Furthermore, Ludwig Trovato’s text ‘My sex is in my head’ is oddly grouped under ‘place’ though it does not deal with that, and the text seems not to fit any of the themes, with its at once highly poetic and concrete autobiographical narrative about Trovato’s experiences since childhood of his discovery and exploration of his bodily sexual impulses and reactions. This text explores how Trovato’s bodily sensations are always entangled with a process of articulating his sense of self and sexual identity. He defines this identity as transsexuality, thereby creatively reappropriating the term from medical discourse and conventional definition to describe a desire for playful, humourous and risky sexual experiences that oscillate between maleness and femaleness, masculinity and femininity, and at the same time are never unambiguously one or the other.
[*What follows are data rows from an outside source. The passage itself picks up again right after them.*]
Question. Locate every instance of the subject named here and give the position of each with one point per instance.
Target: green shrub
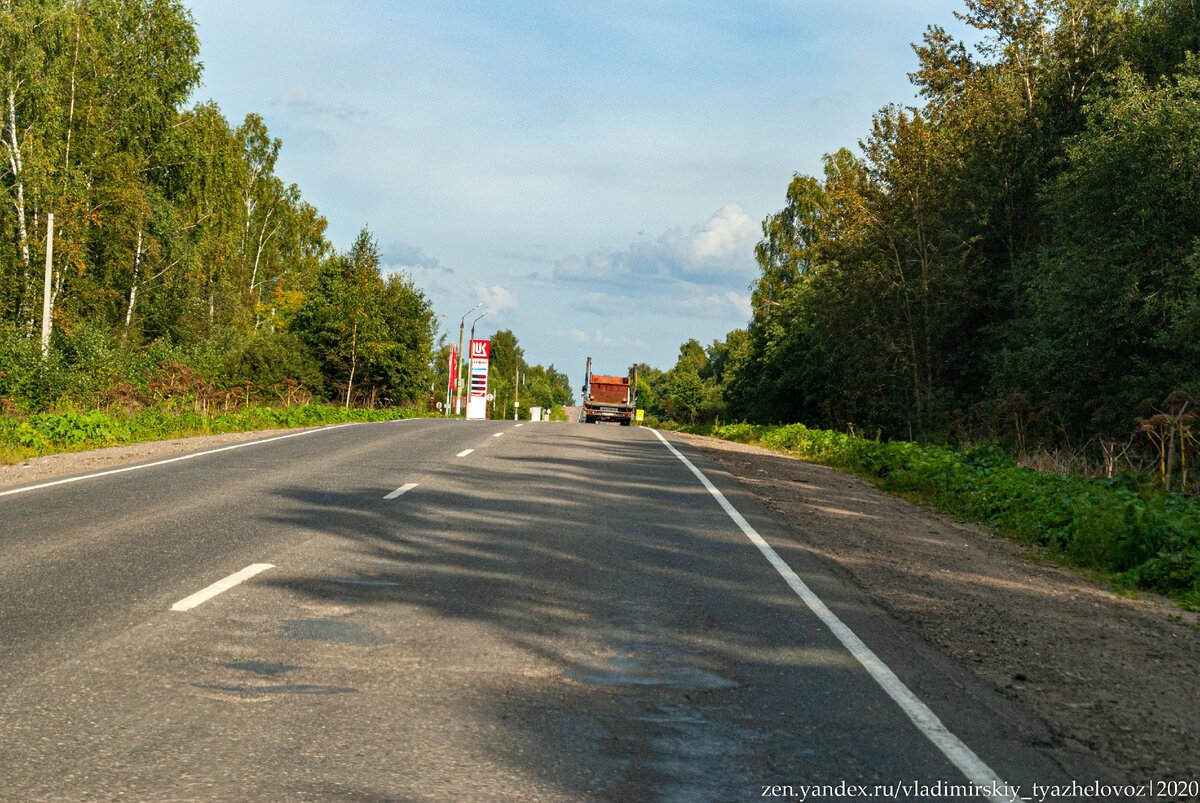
(1150, 539)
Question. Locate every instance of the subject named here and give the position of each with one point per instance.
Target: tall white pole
(47, 287)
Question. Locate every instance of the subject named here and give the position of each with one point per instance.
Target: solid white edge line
(925, 720)
(223, 585)
(401, 490)
(175, 460)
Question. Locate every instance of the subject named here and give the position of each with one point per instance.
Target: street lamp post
(462, 325)
(473, 324)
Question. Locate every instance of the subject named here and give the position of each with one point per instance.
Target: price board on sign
(480, 354)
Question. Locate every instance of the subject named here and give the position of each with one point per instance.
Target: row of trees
(172, 226)
(513, 379)
(1018, 259)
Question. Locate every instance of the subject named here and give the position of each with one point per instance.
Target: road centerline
(925, 720)
(402, 490)
(220, 586)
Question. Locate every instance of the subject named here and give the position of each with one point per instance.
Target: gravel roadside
(1113, 673)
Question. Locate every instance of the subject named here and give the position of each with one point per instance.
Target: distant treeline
(1015, 262)
(183, 264)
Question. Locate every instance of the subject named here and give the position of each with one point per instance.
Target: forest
(184, 273)
(1014, 262)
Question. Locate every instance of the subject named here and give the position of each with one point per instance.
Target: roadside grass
(1121, 531)
(43, 433)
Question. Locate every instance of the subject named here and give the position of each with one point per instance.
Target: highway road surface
(439, 610)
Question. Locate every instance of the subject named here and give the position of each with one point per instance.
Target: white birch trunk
(15, 162)
(133, 285)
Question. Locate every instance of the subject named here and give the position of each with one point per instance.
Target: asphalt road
(563, 613)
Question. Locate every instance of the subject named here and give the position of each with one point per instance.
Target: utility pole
(462, 325)
(46, 291)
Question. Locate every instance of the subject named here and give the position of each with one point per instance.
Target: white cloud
(719, 251)
(497, 300)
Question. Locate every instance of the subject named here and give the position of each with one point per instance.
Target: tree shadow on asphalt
(665, 636)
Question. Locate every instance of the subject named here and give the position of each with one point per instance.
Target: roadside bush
(1150, 539)
(49, 432)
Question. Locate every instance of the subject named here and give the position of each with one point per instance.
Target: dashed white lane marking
(220, 586)
(401, 490)
(953, 748)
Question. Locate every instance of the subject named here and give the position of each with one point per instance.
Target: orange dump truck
(610, 399)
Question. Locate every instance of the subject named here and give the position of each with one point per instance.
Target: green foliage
(1149, 539)
(1015, 262)
(49, 432)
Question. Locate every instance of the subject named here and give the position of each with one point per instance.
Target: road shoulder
(1113, 673)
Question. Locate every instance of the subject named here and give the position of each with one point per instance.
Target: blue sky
(595, 173)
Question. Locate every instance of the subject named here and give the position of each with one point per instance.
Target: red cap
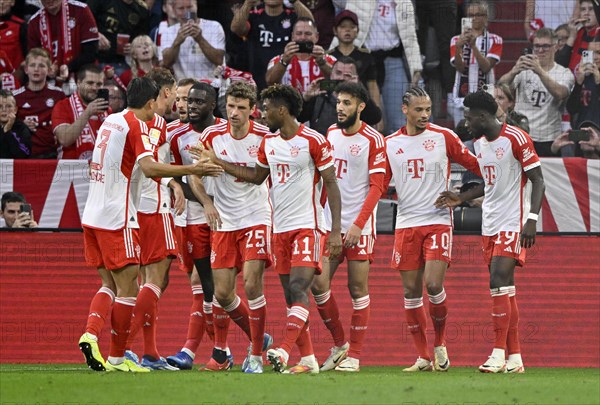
(346, 14)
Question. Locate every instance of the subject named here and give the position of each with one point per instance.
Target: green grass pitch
(71, 384)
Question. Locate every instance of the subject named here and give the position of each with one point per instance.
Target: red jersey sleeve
(458, 152)
(62, 114)
(522, 147)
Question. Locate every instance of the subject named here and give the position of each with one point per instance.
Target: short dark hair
(481, 101)
(354, 89)
(162, 77)
(88, 68)
(243, 90)
(140, 91)
(11, 196)
(281, 94)
(413, 92)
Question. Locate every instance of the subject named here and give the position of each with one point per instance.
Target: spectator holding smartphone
(302, 61)
(16, 212)
(76, 120)
(584, 102)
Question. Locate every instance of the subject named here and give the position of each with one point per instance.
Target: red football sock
(512, 338)
(239, 313)
(99, 308)
(417, 324)
(208, 320)
(500, 315)
(330, 314)
(221, 324)
(196, 323)
(121, 322)
(296, 319)
(359, 324)
(258, 317)
(438, 311)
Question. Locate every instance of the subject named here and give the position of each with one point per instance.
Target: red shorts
(112, 250)
(298, 248)
(198, 238)
(415, 246)
(231, 249)
(186, 263)
(157, 238)
(361, 252)
(503, 244)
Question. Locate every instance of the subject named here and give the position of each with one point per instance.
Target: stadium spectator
(346, 31)
(419, 157)
(358, 151)
(119, 21)
(298, 66)
(320, 107)
(15, 137)
(570, 55)
(35, 102)
(110, 226)
(473, 53)
(67, 30)
(268, 28)
(13, 33)
(76, 120)
(548, 14)
(12, 211)
(388, 30)
(323, 12)
(194, 46)
(584, 102)
(143, 57)
(542, 86)
(505, 98)
(505, 237)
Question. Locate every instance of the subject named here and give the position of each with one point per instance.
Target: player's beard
(350, 120)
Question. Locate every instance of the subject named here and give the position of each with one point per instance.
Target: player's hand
(212, 217)
(447, 199)
(179, 197)
(528, 234)
(352, 236)
(334, 244)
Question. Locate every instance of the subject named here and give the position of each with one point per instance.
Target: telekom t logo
(415, 167)
(341, 167)
(489, 172)
(283, 172)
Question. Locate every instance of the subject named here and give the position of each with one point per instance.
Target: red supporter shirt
(83, 29)
(38, 106)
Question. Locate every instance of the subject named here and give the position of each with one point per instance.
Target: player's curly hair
(481, 101)
(281, 94)
(243, 90)
(356, 90)
(413, 92)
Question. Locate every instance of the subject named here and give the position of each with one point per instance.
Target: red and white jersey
(296, 182)
(115, 177)
(420, 165)
(356, 157)
(240, 204)
(156, 198)
(503, 163)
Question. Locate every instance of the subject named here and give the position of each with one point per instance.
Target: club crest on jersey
(253, 151)
(429, 145)
(354, 150)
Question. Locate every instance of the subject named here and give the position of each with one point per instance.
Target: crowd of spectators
(51, 49)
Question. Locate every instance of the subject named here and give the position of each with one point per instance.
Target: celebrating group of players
(253, 196)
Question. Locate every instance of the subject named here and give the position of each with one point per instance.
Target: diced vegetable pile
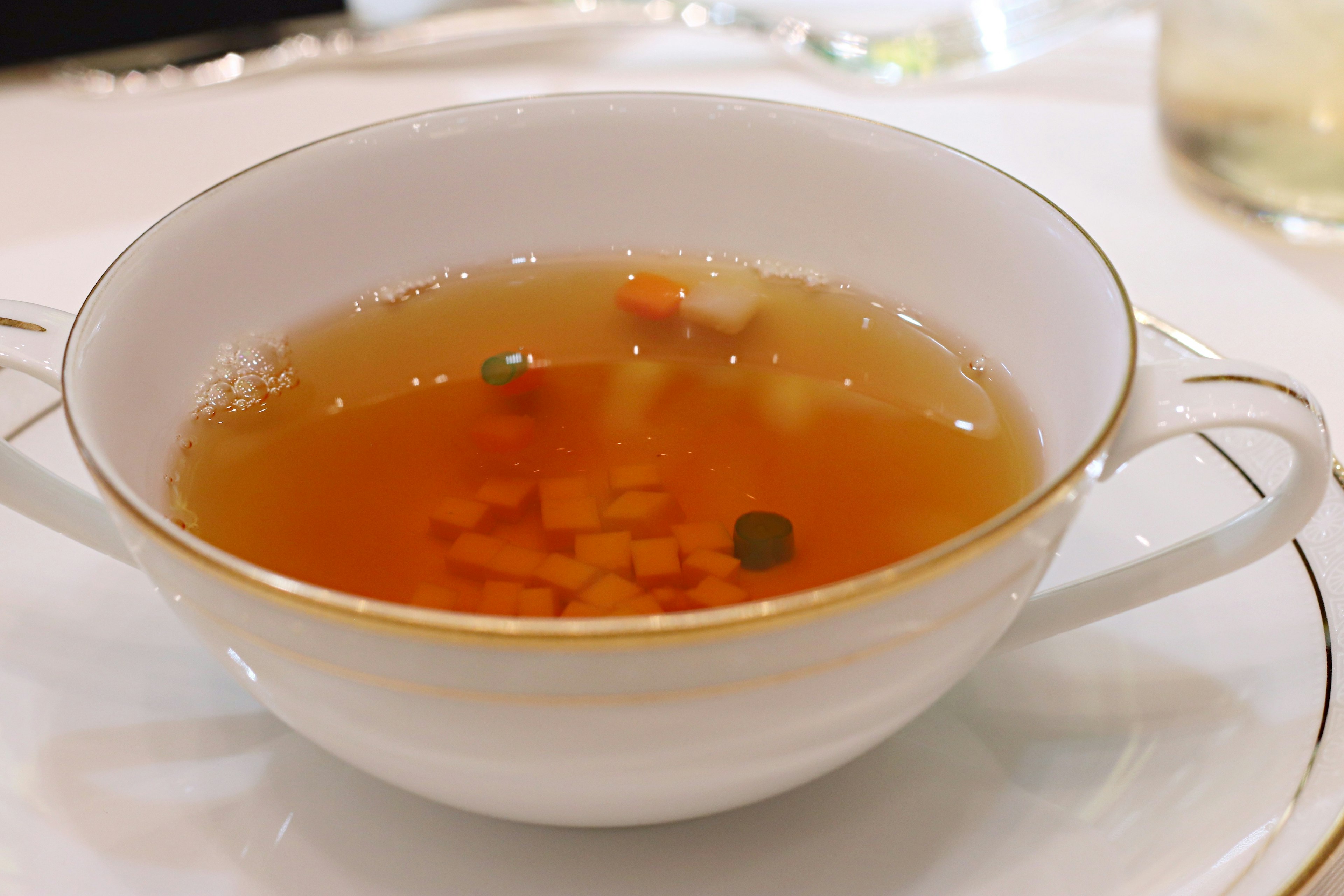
(616, 546)
(634, 556)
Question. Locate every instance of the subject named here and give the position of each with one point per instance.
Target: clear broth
(874, 436)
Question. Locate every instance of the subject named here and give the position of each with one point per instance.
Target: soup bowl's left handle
(33, 342)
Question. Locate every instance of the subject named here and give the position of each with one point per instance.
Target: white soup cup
(650, 719)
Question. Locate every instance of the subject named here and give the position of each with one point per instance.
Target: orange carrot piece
(504, 433)
(650, 296)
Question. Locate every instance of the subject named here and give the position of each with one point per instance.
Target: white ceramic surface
(1151, 754)
(639, 723)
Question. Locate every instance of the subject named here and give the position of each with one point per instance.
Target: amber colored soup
(874, 434)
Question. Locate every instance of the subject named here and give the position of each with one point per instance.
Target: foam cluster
(800, 273)
(245, 375)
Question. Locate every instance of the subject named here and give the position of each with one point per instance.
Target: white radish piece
(722, 307)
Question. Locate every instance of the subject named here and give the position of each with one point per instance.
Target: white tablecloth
(81, 176)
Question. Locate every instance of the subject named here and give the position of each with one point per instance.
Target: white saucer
(1187, 747)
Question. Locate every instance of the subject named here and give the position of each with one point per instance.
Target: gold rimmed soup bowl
(640, 719)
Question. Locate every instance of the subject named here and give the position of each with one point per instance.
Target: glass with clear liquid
(1252, 97)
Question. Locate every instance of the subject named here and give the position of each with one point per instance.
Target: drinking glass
(1252, 96)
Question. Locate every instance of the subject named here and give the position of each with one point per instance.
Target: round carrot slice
(650, 296)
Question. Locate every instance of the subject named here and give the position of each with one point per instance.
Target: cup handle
(33, 340)
(1178, 398)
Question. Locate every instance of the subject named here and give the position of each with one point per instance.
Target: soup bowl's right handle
(1178, 398)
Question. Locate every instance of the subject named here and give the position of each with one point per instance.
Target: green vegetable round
(500, 370)
(763, 540)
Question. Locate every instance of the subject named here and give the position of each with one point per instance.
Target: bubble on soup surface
(221, 396)
(245, 374)
(249, 390)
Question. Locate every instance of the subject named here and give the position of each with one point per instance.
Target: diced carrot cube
(537, 602)
(565, 574)
(640, 605)
(507, 498)
(580, 609)
(455, 516)
(702, 564)
(656, 562)
(647, 515)
(609, 592)
(503, 433)
(650, 296)
(694, 537)
(607, 551)
(515, 564)
(565, 487)
(562, 519)
(472, 553)
(674, 600)
(500, 598)
(715, 593)
(435, 597)
(642, 477)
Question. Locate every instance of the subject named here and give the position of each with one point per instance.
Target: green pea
(763, 540)
(499, 370)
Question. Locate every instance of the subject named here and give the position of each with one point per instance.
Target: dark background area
(34, 30)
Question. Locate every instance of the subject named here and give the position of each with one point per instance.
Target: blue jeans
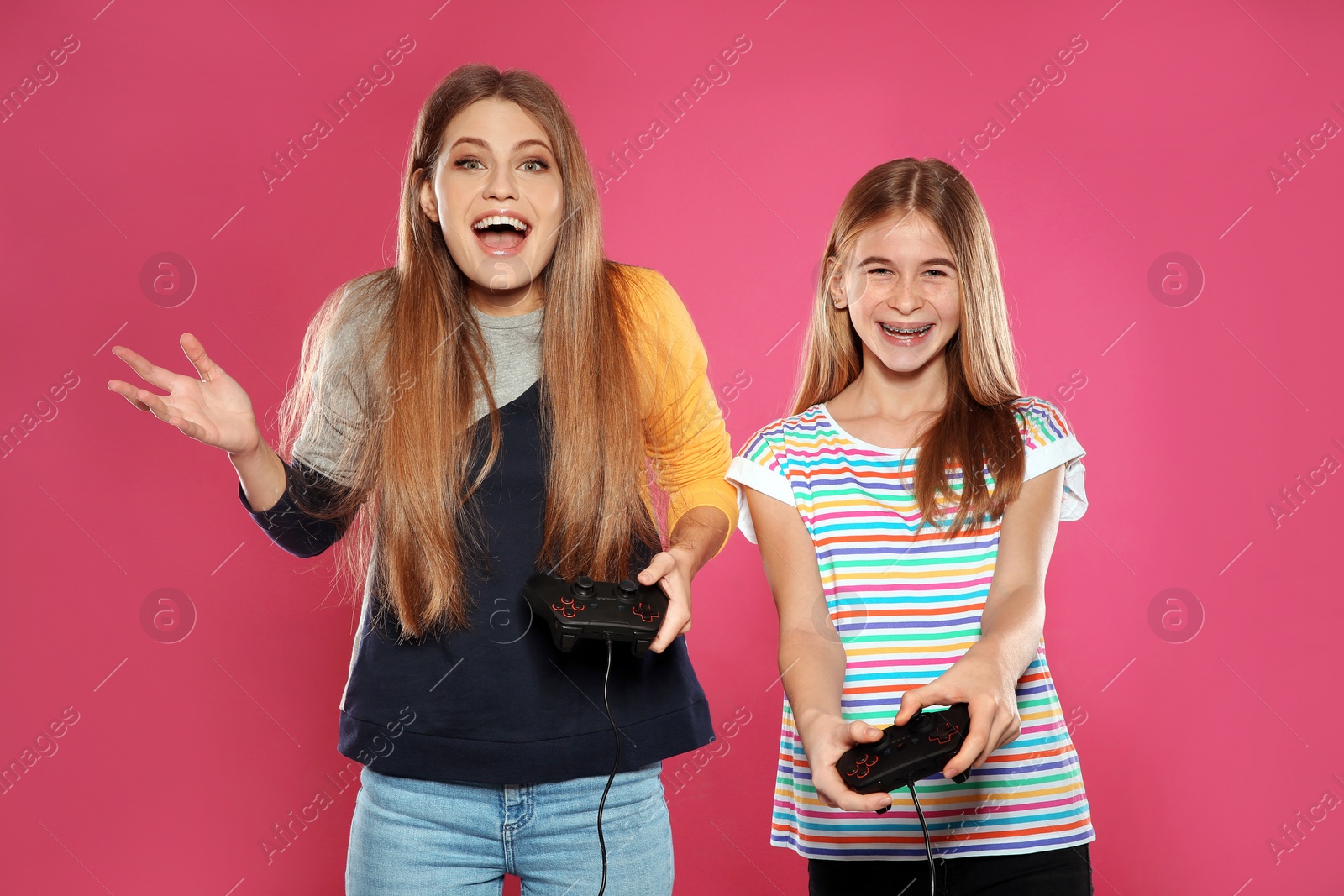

Finally, in my view it is unfortunate to place only two articles under ‘ethnicity’, namely, Vernon Rosario’s about the changing identifications and practices of gender-variant Latino adolescents visiting a clinic for LGBT persons in Los Angeles, and Susan Stryker’s analysis of how the whiteness of Christine Jorgensen’s performance as herself in the Filippino comedy Kaming Mga Talyada from 1962 about the adventures of seven feminine brothers serves as the basis for postcolonial resistance. The placement of these articles has the effect of accentuating non-white contexts as ‘ethnic’, while, for example, Coad’s article could also be considered an analysis of the construction of Australian whiteness. Had the articles in the book not been divided under separate themes, such effects would have been avoided, and perhaps the complexity of their topics would have been better highlighted.

Overall, this slender book is incredibly rich in content, and shows that there is great potential for producing many more studies and developing theories in relation to the vibrant topic it addresses. It is promising and exciting that the articles in the collection all open up new questions and perspectives that have not been discussed and analysed in depth before, but simultaneously frustrating that they are only briefly sketched out. It leaves this reader hungry for much more, and eager to throw herself into conducting research in the same vein.